Suggestions — open-ended ways forward

Here are a few small, optional habits you might try, only if they feel true to your process:

  • Use one-line project headers: “Task: 700-word blog post; Audience: VidyasJournal readers; Tone: conversational, Indian English; Non-negotiables: side-by-side.” Tiny clarity, big payoff.
  • If you have multiple deliverables, number them. “1) 700-word blog, 2) 120-word LinkedIn summary, 3) 15-word meta description.” I’ll deliver in matching order.
  • When you change direction, a short “new plan” line helps. Example: “New plan: focus on form, not on citations.” That prevents my trying to serve two masters.
  • Keep a one-line file header for collection placements: “Save to: Dry Leaves and A Bud.” I’ll tuck things where you want them.
  • Consider tagging prompts with “Tone anchors” (e.g., quiet, conversational, imagist) if you’re juggling multiple voices at once.
  • Leave suggestions open-ended: “You might…” or “Consider…” rather than prescriptive mandates. I’ll respond with options you can choose from.
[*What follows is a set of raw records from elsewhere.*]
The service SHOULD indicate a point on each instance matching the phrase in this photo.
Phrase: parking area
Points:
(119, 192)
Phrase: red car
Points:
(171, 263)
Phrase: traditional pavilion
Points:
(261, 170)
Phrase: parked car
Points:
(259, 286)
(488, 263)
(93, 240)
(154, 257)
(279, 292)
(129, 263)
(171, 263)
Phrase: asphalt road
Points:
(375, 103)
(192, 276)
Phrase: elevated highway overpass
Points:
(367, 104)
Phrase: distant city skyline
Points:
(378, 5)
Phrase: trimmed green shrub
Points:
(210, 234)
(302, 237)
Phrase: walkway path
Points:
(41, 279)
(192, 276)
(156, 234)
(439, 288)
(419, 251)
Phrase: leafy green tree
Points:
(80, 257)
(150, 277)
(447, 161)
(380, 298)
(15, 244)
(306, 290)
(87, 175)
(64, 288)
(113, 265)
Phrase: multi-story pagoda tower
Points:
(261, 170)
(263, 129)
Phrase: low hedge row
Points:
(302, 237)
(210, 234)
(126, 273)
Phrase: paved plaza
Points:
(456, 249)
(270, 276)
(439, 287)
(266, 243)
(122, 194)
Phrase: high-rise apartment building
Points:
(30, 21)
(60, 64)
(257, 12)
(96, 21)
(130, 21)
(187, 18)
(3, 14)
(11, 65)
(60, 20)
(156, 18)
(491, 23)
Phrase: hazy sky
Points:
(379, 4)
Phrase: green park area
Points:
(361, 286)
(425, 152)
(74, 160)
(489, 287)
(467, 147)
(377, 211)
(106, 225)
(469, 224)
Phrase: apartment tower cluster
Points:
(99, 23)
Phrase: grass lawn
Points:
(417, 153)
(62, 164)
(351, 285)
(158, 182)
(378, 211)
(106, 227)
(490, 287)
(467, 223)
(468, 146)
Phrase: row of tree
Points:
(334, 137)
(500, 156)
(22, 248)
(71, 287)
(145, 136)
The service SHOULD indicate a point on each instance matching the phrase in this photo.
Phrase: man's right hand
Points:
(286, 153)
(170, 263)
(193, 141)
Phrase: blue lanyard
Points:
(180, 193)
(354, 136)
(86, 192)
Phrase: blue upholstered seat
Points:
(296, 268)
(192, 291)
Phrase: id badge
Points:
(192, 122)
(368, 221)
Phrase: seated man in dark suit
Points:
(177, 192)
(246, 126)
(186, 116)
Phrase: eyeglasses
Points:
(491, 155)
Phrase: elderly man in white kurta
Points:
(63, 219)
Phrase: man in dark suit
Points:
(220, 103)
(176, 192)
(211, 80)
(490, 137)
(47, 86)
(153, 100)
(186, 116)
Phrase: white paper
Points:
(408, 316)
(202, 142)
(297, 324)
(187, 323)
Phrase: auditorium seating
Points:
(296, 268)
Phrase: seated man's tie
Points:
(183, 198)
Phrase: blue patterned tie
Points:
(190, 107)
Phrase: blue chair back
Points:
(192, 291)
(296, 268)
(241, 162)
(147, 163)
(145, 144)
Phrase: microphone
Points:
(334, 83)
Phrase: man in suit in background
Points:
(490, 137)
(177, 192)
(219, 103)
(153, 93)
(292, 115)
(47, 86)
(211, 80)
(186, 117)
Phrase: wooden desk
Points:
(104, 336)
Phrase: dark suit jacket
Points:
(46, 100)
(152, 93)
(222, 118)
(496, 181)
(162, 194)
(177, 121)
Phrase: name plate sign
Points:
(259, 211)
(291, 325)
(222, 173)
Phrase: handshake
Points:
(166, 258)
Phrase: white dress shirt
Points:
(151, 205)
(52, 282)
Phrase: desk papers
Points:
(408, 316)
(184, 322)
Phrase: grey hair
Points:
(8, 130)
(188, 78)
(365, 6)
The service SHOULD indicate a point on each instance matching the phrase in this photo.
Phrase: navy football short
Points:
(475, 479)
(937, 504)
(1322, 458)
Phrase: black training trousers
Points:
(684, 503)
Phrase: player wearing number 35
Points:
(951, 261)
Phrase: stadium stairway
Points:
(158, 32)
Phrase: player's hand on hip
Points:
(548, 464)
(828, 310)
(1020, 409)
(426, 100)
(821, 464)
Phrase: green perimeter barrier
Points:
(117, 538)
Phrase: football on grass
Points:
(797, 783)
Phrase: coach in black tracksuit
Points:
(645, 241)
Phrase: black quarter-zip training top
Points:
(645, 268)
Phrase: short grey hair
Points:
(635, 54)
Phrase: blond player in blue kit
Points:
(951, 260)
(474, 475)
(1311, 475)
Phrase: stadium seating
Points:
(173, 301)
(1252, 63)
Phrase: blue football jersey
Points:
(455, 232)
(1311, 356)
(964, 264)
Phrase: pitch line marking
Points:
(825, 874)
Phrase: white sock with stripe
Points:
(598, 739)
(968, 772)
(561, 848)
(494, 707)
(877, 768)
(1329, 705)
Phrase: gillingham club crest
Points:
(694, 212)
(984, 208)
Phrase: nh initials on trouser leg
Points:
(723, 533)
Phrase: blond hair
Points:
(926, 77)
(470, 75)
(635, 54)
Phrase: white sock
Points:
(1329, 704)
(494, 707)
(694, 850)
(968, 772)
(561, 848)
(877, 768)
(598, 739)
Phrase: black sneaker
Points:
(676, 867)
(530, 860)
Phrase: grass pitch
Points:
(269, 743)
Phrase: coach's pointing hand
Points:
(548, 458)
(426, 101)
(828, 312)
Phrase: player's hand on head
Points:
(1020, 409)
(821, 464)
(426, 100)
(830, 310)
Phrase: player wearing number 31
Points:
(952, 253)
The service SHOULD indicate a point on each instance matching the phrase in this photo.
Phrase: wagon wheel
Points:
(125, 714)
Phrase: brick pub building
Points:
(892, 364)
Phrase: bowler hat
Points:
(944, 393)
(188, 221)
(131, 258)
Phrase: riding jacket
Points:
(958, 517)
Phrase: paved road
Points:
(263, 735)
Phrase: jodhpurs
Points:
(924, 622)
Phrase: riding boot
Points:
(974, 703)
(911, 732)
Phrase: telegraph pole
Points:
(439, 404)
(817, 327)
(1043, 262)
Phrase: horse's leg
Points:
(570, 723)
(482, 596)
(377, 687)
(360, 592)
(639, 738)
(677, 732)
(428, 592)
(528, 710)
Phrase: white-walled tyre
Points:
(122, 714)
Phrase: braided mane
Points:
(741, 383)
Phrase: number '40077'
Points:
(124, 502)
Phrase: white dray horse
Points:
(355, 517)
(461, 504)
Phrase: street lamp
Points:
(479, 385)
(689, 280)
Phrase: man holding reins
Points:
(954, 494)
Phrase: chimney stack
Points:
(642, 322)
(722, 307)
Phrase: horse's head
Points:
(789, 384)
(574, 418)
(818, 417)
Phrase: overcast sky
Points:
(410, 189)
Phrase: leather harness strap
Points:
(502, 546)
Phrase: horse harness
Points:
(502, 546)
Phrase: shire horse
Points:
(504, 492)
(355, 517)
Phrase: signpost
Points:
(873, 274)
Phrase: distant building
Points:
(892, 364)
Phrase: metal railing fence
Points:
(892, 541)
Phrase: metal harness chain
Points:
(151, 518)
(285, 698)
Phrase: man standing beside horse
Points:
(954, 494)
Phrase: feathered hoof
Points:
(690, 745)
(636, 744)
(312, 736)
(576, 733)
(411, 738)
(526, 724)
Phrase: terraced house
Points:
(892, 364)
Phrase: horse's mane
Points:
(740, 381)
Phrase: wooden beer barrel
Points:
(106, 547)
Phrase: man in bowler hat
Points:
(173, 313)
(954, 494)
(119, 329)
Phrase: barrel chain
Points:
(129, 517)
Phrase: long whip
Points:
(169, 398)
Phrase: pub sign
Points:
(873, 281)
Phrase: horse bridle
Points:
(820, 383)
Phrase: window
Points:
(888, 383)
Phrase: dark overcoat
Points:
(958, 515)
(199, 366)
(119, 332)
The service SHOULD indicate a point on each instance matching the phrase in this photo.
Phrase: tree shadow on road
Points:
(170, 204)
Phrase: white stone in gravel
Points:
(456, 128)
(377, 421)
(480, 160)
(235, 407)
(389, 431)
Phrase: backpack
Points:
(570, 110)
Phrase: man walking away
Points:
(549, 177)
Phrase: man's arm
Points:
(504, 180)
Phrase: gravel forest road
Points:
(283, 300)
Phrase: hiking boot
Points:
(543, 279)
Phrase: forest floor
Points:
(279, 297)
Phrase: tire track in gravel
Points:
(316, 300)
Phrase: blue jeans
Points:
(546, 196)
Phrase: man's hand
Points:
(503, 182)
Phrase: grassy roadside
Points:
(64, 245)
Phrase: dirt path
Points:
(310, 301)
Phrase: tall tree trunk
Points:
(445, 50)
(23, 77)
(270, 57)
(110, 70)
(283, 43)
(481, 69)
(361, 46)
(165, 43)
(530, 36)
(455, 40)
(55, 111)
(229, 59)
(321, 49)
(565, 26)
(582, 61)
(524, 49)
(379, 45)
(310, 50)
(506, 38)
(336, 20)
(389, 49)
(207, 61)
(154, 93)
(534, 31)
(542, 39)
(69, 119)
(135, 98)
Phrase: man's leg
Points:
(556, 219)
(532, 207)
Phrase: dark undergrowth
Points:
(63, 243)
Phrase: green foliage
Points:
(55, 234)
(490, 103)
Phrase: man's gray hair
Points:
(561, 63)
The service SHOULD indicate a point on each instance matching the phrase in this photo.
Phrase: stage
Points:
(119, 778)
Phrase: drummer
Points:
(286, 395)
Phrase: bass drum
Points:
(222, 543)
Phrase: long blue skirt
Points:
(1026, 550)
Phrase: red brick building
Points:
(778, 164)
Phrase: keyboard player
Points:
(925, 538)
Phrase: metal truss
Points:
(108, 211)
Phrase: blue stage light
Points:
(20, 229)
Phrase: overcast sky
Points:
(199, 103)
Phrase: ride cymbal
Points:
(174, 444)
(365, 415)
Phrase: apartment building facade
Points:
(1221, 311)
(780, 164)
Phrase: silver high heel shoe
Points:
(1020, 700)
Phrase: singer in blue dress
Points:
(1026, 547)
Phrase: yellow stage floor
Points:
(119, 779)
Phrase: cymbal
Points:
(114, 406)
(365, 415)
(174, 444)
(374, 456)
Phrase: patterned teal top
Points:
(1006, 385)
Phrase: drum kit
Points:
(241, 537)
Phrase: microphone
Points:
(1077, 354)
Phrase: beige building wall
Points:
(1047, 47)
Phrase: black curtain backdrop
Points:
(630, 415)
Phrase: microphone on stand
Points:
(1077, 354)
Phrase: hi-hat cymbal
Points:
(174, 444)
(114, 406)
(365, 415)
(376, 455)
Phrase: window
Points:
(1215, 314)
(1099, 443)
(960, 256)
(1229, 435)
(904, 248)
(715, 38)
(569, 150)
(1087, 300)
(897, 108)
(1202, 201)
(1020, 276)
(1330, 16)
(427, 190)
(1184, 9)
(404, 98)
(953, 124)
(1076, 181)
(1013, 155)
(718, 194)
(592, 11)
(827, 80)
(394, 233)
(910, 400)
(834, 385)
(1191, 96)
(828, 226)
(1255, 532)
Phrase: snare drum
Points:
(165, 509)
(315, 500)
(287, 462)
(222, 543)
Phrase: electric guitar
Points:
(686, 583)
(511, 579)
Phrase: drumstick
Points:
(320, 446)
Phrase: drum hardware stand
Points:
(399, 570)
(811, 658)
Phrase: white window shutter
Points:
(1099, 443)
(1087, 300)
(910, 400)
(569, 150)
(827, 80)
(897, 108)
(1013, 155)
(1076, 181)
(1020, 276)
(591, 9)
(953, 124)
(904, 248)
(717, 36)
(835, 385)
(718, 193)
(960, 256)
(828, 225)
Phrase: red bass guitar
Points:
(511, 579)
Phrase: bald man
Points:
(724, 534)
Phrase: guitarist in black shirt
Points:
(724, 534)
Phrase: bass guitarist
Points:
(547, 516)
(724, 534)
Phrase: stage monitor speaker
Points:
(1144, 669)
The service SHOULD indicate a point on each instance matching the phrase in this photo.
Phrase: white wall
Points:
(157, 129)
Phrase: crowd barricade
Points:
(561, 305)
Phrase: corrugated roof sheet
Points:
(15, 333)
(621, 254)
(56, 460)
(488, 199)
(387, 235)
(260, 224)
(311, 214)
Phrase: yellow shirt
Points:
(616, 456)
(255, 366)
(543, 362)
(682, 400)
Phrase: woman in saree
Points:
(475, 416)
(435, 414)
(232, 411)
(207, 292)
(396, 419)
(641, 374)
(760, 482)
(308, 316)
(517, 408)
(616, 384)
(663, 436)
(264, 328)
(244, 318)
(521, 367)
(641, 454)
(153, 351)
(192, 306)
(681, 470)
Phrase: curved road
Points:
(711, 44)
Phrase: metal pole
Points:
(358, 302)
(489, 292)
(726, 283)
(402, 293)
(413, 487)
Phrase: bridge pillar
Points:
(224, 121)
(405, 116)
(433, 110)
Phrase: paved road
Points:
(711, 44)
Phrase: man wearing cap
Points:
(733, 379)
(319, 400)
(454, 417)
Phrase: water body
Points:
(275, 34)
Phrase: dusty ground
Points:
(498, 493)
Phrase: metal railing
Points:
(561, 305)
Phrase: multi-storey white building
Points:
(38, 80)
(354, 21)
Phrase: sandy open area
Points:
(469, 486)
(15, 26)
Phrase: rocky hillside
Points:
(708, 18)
These are not rules. They are gentle nudges — tidy ways to make our collaboration smoother without dimming the spark that makes it ours.

A practical prompt template (copyable)

You asked for templates before, so here’s one you can paste when you’re in a hurry:

  • Task:
  • Topic / central idea:
  • Audience:
  • Tone / voice:
  • Word count / format:
  • Background context (one line):
  • Non-negotiables (e.g., save to collection, side-by-side):
  • Anything to avoid:

Use it when you want a crisp first draft and we’ll both be happier.

Small examples of what I notice when you’re at your best

When you specify Indian English, I use gentle British spellings and the rhythms you favour. When you say “mix of short and long sentences,” I alternate — one sentence snaps, the next unfurls. When you request side-by-side, I provide original + revision so you can see what changed and why. Those moments feel like choreography; they sing.

Closing — an invitation

You asked me to be honest. I have been. Mostly, working with you is a pleasure. It is quietly rigorous. It smells of chai and the precise satisfaction of a line that lands. You are accessible. You are clear, most of the time. You are a collector of small rituals, and they make our work better.